My 2nd novel took six months, which I did after returning to work full time and becoming a single parent. My 3rd novel took me three. And I've just written 60k in under a month.
Don't wait to have a baby before learning how to manage your time. Or, if you already have kids, maybe this will show you that you can still write and work, without going insane. Here is my almost foolproof guide as to how.
Step one: plan
Plan. This should go without saying. Almost all writers are going to recommend this step. I'm going to be controversial here and say it doesn't matter how you plan – just make sure you have one.
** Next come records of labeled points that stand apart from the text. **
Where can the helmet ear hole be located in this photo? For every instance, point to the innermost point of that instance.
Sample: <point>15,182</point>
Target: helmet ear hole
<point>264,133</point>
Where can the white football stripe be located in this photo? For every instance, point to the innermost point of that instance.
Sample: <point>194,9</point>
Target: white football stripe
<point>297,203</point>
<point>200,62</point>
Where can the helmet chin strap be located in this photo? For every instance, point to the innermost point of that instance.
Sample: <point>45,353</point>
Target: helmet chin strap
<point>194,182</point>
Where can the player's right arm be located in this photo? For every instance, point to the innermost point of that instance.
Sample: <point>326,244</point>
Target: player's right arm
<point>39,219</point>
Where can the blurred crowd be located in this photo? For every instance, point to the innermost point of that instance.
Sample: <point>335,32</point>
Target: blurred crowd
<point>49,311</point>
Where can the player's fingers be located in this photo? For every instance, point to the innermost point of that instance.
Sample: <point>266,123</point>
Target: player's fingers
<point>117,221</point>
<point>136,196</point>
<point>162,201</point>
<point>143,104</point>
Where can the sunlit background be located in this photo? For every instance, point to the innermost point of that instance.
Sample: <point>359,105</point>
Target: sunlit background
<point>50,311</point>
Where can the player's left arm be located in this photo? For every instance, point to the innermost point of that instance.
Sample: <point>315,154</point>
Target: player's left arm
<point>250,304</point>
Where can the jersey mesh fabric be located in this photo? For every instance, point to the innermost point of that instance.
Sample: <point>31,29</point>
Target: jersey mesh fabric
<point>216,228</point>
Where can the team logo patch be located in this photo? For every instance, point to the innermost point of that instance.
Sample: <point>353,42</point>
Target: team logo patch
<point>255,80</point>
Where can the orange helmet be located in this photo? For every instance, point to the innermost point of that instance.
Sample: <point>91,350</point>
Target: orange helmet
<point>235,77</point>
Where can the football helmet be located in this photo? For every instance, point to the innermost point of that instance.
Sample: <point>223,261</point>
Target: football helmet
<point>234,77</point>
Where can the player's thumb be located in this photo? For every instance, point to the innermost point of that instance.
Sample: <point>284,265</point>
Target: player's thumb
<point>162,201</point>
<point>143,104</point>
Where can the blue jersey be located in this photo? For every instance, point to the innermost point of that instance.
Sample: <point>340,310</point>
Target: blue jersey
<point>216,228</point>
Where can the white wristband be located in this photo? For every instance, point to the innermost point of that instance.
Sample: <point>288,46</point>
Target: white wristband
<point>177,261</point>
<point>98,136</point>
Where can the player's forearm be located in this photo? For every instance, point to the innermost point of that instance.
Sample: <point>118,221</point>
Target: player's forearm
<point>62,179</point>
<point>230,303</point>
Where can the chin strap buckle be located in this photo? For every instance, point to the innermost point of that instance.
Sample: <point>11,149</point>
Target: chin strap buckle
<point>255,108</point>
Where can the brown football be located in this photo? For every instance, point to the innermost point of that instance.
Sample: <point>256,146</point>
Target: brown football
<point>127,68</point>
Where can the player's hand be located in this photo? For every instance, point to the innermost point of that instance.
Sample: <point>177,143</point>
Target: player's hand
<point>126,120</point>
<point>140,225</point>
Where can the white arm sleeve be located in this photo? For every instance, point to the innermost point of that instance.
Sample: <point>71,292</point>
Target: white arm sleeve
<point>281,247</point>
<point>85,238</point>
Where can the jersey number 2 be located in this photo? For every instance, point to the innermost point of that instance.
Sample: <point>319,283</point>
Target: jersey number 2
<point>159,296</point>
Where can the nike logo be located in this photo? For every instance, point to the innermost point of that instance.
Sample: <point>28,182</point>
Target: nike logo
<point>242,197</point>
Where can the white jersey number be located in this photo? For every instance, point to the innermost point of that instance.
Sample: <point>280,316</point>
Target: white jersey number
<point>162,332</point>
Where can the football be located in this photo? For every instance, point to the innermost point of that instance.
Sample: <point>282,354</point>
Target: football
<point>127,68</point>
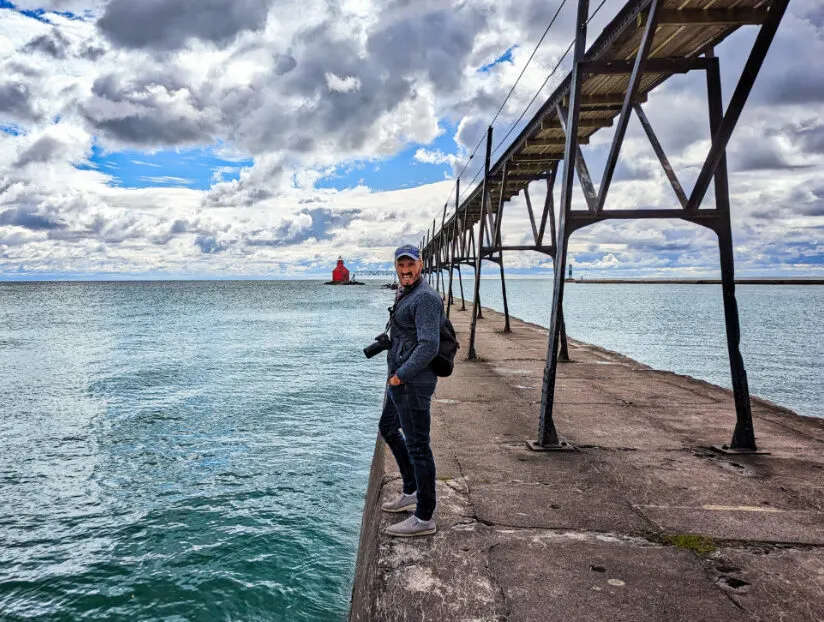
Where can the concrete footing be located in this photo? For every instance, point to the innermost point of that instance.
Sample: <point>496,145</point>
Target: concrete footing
<point>643,521</point>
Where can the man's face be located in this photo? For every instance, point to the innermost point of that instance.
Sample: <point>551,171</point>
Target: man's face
<point>408,270</point>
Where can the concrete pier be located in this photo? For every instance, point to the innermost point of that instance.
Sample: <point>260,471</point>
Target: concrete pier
<point>643,522</point>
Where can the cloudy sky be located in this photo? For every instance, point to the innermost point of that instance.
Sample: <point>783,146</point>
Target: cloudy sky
<point>263,138</point>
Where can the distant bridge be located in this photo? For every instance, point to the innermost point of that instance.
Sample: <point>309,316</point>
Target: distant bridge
<point>647,42</point>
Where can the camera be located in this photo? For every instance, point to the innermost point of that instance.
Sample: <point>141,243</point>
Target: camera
<point>382,342</point>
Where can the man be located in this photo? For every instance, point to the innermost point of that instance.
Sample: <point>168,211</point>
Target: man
<point>415,333</point>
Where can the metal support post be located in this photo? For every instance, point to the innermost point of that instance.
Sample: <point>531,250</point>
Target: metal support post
<point>476,314</point>
<point>498,243</point>
<point>722,134</point>
<point>547,435</point>
<point>743,438</point>
<point>626,109</point>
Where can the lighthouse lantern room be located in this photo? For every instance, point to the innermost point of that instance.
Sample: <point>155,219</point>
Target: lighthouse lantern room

For this to work, you need to know "what happens next".
I tend to have a very specific setup/first third and a clear end in my plan. The middle tends to be more a list of "this must happen AT SOME POINT." I'm going to suggest you don't get stressed out about having a perfect plan; the chances are things will change as you write, and you don't want to waste emotional energy or time creating something that will develop naturally. Just know where your characters are going. That way, when you get to the end of a scene, you know what's coming next.
Step two: set goals
This may be the teacher in me, but set yourself a SMART target. SMART stands for specific, measurable, attainable, realistic and time-orientated. "I'm going to write a book" is a goal, not a target. It doesn't tell you how to get there. SMART targets are key for keeping you on track and helping you reach your goals.
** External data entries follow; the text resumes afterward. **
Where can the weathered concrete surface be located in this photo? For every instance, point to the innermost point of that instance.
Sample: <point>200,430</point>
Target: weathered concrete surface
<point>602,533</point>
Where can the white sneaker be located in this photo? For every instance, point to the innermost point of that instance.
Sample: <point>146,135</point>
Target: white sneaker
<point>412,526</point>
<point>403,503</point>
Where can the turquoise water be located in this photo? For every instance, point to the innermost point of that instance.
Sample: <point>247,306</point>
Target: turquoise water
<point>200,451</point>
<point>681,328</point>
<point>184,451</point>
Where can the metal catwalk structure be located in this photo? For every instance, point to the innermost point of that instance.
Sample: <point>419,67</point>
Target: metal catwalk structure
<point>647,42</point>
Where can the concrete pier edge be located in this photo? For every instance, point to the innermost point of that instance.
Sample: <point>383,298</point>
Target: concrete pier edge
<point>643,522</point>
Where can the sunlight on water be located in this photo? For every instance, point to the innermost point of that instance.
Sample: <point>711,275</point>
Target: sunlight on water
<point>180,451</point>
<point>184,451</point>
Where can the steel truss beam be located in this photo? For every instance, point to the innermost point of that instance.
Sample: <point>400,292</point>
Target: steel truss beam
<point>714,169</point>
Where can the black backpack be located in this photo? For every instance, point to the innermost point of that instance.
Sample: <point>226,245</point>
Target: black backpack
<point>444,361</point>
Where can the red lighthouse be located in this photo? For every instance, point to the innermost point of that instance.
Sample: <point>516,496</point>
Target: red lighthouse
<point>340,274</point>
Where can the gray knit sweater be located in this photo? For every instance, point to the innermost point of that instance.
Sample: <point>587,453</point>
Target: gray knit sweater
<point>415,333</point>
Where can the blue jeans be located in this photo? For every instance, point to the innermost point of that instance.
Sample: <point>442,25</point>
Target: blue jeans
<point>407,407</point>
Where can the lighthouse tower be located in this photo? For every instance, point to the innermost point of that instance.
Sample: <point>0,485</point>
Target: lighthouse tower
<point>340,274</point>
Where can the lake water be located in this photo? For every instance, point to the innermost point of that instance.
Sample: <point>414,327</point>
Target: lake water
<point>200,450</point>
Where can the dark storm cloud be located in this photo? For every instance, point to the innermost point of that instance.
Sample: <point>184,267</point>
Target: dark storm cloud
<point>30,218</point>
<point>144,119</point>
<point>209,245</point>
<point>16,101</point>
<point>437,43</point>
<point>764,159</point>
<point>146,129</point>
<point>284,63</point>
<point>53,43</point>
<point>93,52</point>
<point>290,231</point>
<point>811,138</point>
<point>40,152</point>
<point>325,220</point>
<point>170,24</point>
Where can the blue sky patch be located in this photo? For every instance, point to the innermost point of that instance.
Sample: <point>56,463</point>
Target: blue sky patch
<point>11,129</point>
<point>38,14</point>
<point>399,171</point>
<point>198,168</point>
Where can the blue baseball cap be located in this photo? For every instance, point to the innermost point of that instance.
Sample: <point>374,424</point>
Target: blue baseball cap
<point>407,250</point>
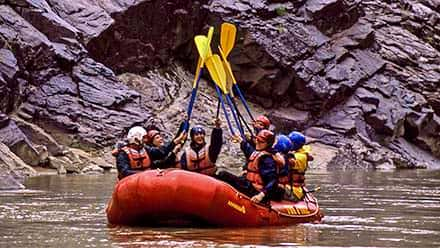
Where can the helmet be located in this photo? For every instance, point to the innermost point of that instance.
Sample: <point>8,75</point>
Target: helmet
<point>151,134</point>
<point>135,135</point>
<point>266,136</point>
<point>196,130</point>
<point>264,120</point>
<point>282,144</point>
<point>298,140</point>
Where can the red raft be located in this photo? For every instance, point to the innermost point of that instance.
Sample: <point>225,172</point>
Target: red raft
<point>173,197</point>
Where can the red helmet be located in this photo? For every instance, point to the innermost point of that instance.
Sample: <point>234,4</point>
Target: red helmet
<point>264,120</point>
<point>151,134</point>
<point>266,136</point>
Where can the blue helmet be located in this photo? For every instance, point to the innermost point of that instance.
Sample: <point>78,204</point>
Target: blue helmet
<point>283,144</point>
<point>196,130</point>
<point>298,140</point>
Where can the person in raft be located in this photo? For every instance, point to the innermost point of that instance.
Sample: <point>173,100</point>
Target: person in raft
<point>164,153</point>
<point>298,159</point>
<point>199,156</point>
<point>260,123</point>
<point>133,157</point>
<point>260,178</point>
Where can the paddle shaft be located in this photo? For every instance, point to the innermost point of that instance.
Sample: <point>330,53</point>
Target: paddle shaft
<point>240,117</point>
<point>240,128</point>
<point>243,100</point>
<point>193,96</point>
<point>224,109</point>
My standard daily target is "write 500 words between 7-8pm". If your novel is going to be about 100k (I would advise not going over this, but that's a discussion for another post) that works out at about 555 words a day if you're aiming for the 6 month mark. 500 words isn't much. It's about a page. It can be done in 30 mins, rather than an hour. But it does need to be habitual. To begin with, I always rewarded myself for reaching that target. A piece of chocolate, a whole damn bar, some gaming time. Whatever I liked, as long as I reached that goal. I don't need the reward any more, because the habit is just ingrained. Now I just have chocolate BECAUSE I DESERVE IT.
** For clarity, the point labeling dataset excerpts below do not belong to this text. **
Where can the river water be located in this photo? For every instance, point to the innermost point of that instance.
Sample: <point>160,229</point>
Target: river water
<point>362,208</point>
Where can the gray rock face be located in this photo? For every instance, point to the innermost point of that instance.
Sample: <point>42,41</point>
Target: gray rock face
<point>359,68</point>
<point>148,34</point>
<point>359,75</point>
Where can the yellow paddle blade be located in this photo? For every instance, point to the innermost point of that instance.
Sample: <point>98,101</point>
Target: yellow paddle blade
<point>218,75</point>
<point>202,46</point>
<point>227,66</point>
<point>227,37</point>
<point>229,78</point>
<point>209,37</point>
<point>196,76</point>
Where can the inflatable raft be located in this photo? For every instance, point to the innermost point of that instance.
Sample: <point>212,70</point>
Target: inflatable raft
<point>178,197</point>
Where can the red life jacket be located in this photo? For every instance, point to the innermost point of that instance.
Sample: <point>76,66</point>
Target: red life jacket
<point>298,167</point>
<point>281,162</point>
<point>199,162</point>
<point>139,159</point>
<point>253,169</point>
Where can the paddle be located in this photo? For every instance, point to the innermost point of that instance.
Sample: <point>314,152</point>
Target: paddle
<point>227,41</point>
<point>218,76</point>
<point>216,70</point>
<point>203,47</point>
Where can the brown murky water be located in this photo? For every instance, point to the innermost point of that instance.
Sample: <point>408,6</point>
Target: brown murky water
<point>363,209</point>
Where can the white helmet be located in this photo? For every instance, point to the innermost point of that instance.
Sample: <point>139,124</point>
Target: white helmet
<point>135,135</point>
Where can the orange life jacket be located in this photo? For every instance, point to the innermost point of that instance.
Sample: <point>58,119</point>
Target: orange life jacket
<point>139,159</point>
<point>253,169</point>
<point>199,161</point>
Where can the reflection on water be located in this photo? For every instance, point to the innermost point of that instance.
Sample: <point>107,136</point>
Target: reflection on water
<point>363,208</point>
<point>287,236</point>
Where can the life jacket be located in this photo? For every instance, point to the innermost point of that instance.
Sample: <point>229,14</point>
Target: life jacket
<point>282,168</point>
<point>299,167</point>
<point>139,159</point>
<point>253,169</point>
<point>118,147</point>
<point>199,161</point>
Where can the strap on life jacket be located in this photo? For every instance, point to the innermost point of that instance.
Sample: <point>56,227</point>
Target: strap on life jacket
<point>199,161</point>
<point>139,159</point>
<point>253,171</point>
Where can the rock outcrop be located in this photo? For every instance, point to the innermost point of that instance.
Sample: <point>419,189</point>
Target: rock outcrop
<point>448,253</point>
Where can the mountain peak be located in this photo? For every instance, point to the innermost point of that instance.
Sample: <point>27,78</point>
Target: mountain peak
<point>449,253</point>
There's a lot of people that will be quick to point out that some days, you're not going to have the energy. Life will get in the way. I'm a big believer in pushing through regardless, but I'd also be a hypocrite if I said I managed to keep up with this target every single day. To keep on track, have maybe 3 "free days" a month, or cut yourself some slack if you hit double your word count earlier in the week.
Step three: push forward
The thing about 500 words a day is that it's very easy to reach. Any time I felt like giving up, I told myself "just 50 more words" and that was enough to get over the temporary slump and push forward. Very, very rarely do I ever just do 500. 1k is usually my standard (which, of course, cuts your timing down to just 3 months!). Try and help out your future self; while it is easy to finish your session at the end of a scene or chapter, see if you can eke out just the next sentence or paragraph. Future you will thank you!
Step 4: don't worry
If you're stuck on a sentence, don't be. Can't work out a better word for "leap"? Don't. Write leap. Change it later. Know that you need a bit more action but can't work out how to say it? Write "she punched him and ran to the next room." "They drove for a bit longer in silence." You can embellish these later, but you can't embellish what you don't have. If you're searching for perfection, you won't find it in a first draft, and you won't have a second draft if you don't have a first.
Stuck on a scene? Bullet point what you want to happen in it. Skip to the dialogue. Write it like it's a play and turn it into prose later. Really, really stuck? Skip to the next part you DO know. I generally believe that writing sequentially (maybe with the end first) makes for an easier drafting process, as relationships develop more organically this way, but sometimes you just KNOW how a certain scene is going to play out later.
Step 5: Final thoughts
If you can write 10 words, you can write 20. 500. 1000. 20000. A whole novel. Make writing a habit, but one you feel great doing. For me at the moment, it is both an escape from the stressful realities of daily life, but also the kind of chore you feel great doing. I feel like I've accomplished something hitting my daily word count and it really has become its own reward.
You. Can. Do. It. Just keep moving forward. Resist the urge to look back and keep going until it's done. Be strict but kind on yourself and don't give up. You can and will get there.